“Ne me dites jamais cette bete de mot, impossible,” said Napoleon: it is indeed a stupid word where genius is concerned.
If intellectual “miracles” were impossible to genius, even Bacon could not have been and done all that he was and did, and also the author of the Shakespearean plays and poems; even Ben could not have been the scholar that he was. For the rest, I need not return on my tracks and explain once more such shallow mysteries as the “Silence of Philip Henslowe,” and the lack of literary anecdotage about Shakespeare in a stupendously illiterate country town. Had Will, not Ben, visited Drummond of Hawthornden, we should have matter enough of the kind desired.
“We have the epics of Homer,” people say, “what matters it whether they be by a Man, or by a Syndicate that was in business through seven centuries? We have the plays of Shakespeare, what matters it whether he, or Bacon, or X. were, in the main, the author?”

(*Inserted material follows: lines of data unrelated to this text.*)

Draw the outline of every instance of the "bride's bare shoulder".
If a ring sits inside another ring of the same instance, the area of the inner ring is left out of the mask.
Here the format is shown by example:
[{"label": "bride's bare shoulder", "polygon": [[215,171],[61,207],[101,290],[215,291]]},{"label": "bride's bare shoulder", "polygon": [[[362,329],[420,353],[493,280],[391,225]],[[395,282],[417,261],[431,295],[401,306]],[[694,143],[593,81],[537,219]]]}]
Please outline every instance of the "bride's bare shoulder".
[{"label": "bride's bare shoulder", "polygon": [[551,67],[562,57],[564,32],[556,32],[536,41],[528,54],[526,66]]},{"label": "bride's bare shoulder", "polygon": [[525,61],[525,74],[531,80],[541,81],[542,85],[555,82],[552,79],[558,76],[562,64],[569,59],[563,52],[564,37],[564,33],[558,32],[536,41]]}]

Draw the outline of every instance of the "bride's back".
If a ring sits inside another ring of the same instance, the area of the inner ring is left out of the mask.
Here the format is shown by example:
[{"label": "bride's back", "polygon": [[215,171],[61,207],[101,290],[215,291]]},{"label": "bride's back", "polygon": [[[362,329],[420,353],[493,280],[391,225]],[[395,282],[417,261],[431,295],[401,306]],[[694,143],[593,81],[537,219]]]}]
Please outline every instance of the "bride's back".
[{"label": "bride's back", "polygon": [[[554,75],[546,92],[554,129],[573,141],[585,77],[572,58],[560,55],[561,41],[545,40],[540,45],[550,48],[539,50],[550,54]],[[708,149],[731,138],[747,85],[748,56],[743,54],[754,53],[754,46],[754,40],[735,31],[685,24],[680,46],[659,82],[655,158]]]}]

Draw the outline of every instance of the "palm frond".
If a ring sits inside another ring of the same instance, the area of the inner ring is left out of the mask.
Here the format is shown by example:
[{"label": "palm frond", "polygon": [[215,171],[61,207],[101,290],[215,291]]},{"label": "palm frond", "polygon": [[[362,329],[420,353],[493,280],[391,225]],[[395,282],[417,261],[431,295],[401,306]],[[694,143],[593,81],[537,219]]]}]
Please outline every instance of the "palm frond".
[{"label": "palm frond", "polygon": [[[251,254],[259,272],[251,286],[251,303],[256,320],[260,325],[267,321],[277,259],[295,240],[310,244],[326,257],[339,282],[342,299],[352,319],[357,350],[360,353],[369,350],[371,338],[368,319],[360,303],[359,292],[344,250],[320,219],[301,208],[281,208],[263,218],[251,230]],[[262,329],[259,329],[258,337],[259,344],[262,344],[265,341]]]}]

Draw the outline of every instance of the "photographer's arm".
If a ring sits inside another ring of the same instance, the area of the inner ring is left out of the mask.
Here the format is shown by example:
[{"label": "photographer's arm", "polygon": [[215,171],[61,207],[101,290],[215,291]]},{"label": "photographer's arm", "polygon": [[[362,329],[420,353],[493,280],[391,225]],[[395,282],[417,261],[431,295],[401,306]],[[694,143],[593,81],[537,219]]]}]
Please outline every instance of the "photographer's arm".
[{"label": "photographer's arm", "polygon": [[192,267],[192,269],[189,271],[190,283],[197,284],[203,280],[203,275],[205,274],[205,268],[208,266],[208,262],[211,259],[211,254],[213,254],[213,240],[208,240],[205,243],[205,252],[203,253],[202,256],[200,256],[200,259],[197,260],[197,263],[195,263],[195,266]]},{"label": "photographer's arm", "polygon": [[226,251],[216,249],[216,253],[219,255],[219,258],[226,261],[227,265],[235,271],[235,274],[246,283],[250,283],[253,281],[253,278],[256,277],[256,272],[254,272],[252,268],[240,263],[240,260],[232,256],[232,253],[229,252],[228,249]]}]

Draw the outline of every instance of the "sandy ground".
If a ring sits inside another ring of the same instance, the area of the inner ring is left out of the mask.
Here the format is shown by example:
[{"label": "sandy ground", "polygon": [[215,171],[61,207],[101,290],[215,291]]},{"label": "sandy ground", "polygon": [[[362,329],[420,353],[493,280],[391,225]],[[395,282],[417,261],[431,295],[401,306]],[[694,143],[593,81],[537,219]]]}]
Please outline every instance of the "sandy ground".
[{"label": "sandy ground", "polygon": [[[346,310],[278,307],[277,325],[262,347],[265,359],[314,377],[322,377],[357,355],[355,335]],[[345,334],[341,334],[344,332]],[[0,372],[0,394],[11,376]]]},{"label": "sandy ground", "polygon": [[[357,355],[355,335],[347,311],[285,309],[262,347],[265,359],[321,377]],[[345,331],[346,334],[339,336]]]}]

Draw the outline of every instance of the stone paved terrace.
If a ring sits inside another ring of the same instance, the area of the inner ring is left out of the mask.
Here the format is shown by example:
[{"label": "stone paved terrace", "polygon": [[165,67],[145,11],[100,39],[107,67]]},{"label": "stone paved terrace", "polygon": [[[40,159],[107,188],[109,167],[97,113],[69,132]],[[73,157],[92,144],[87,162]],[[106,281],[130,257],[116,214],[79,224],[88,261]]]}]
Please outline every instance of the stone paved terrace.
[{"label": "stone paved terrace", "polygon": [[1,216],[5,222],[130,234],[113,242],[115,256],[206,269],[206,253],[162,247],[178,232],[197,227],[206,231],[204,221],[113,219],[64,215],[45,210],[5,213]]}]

It matters to us, if we hold such doubts to be fantastic pedantries, such guesses contrary to the nature of things; while we wish to give love and praise and gratitude where they are due; to that Achaean “Father of the rest”; and to “friendly Shakespeare.”
APPENDICES
APPENDIX I: “TROILUS AND CRESSIDA”
To myself Troilus and Cressida is, with Henry vi, Part I, the most mysterious among the Shakespearean plays. Here we find, if Will wrote it, or had any hand in it, the greatest poet of the modern world in touch with the heroes of the greatest poet of the ancient world; but the English author’s eyes are dimmed by the mists and dust of post-Homeric perversions of the Tale of Troy. The work of perversion began, we know, in the eighth century before our era, when, by the author of the Cypria, these favourite heroes of Homer, Odysseus and Diomede, were represented as scoundrels, assassins, and cowards.
In the Prologue to the play (whosoever wrote it) we see that the writer is no scholar. He makes the Achaean fleet muster in “the port of Athens,” of all places. Even Ovid gave the Homeric trysting-place, Aulis, in Boeotia. (This Prologue is not in the Folio of 1623.) Six gates hath the Englishman’s Troy, and the Scaean is not one of them.